Python · Crawl4AI · public JSON API · vault markdown

Pat’s Film Club, which I curate, posts a Film-of-the-Week to Instagram and Facebook every week. The source it needs is UK free-to-air HD film listings for the week ahead. The usual options were paying for a TV-data API every month, or scraping rendered HTML, which is slow and breaks often.

Neither was necessary. The listings site is a single-page app that fetches its own data lazily from a public JSON endpoint as you scroll. The pipeline skips the page entirely and calls that endpoint directly: about a thousand films for the rolling week, with ratings, posters and synopses. It filters to the free-to-air HD channels, then enriches each pick in parallel by reading the structured film data off each title’s page.

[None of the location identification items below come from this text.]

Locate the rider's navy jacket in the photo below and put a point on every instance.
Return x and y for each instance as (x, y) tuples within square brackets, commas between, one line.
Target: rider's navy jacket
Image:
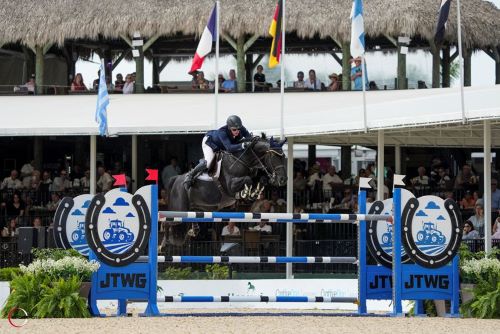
[(222, 139)]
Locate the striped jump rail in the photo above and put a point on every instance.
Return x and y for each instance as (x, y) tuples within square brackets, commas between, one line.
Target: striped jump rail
[(255, 299), (251, 259), (206, 217)]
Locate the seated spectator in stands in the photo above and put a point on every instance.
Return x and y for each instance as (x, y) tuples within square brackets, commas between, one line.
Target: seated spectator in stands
[(95, 83), (277, 204), (109, 84), (230, 229), (26, 172), (262, 227), (335, 84), (37, 222), (128, 86), (229, 85), (468, 202), (105, 181), (15, 207), (61, 183), (11, 229), (77, 85), (312, 83), (55, 199), (465, 179), (478, 219), (420, 182), (202, 83), (119, 83), (259, 80), (331, 179), (469, 232), (28, 86), (11, 182), (220, 80), (495, 196), (300, 83), (163, 200), (372, 86)]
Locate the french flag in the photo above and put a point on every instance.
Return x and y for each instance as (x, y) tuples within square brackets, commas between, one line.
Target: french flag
[(205, 45)]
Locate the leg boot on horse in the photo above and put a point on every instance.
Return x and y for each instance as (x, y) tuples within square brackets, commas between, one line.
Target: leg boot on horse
[(194, 173)]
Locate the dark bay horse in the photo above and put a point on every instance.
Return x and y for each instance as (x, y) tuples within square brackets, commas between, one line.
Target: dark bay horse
[(235, 177)]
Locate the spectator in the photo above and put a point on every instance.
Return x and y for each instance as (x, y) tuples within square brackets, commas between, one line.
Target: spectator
[(119, 83), (28, 86), (356, 74), (61, 183), (105, 181), (230, 229), (335, 84), (312, 83), (300, 83), (495, 196), (478, 219), (128, 86), (420, 182), (11, 182), (263, 227), (11, 229), (202, 83), (55, 199), (259, 80), (170, 171), (469, 232), (468, 202), (77, 85), (229, 85)]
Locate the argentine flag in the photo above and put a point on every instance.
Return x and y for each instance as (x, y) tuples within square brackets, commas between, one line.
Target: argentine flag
[(357, 29), (101, 116)]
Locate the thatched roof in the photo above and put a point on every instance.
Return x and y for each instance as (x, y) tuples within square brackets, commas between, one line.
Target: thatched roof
[(37, 22)]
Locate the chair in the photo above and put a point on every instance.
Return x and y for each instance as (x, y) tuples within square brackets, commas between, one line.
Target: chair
[(251, 242)]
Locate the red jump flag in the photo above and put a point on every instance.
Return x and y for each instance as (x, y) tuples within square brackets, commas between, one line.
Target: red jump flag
[(120, 180), (152, 175)]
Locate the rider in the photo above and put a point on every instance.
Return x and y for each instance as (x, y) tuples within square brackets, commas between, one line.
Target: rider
[(227, 138)]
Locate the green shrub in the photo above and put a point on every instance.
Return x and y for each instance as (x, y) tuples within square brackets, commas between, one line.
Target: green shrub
[(26, 292), (217, 271), (8, 274), (62, 300), (54, 253), (172, 273)]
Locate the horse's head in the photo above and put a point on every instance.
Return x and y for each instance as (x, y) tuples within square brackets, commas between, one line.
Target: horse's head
[(272, 157)]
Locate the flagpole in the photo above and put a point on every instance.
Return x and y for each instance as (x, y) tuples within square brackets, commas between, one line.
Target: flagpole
[(363, 77), (216, 82), (460, 61), (282, 86)]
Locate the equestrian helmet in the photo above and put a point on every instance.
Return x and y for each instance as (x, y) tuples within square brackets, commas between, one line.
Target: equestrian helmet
[(234, 121)]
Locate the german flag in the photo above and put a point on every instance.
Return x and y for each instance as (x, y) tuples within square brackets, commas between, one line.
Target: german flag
[(275, 32)]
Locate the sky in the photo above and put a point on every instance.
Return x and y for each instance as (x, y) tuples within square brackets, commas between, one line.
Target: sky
[(419, 67)]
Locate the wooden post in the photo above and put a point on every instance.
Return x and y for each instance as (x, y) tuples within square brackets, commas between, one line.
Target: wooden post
[(346, 66), (39, 70), (436, 62), (402, 82), (240, 64), (467, 67), (446, 64)]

Free-to-air HD listings are needed. The two obvious routes, paying for a TV-data API and scraping the rendered HTML, are both rejected. Instead the pipeline calls the public JSON endpoint the single-page app feeds itself, pulls about a thousand films for the rolling week, filters to free-to-air HD channels, enriches each pick in parallel by reading structured data per title, and writes a shortlist and post drafts to disk. — Reject the two obvious routes and call the JSON endpoint the app feeds itself; filter, enrich each pick in parallel, then draft.

The result is a weekly shortlist and post drafts written to disk, on free public data with no recurring cost. The method, finding the JSON an app feeds itself from rather than fighting the app, is reusable for any site built the same way.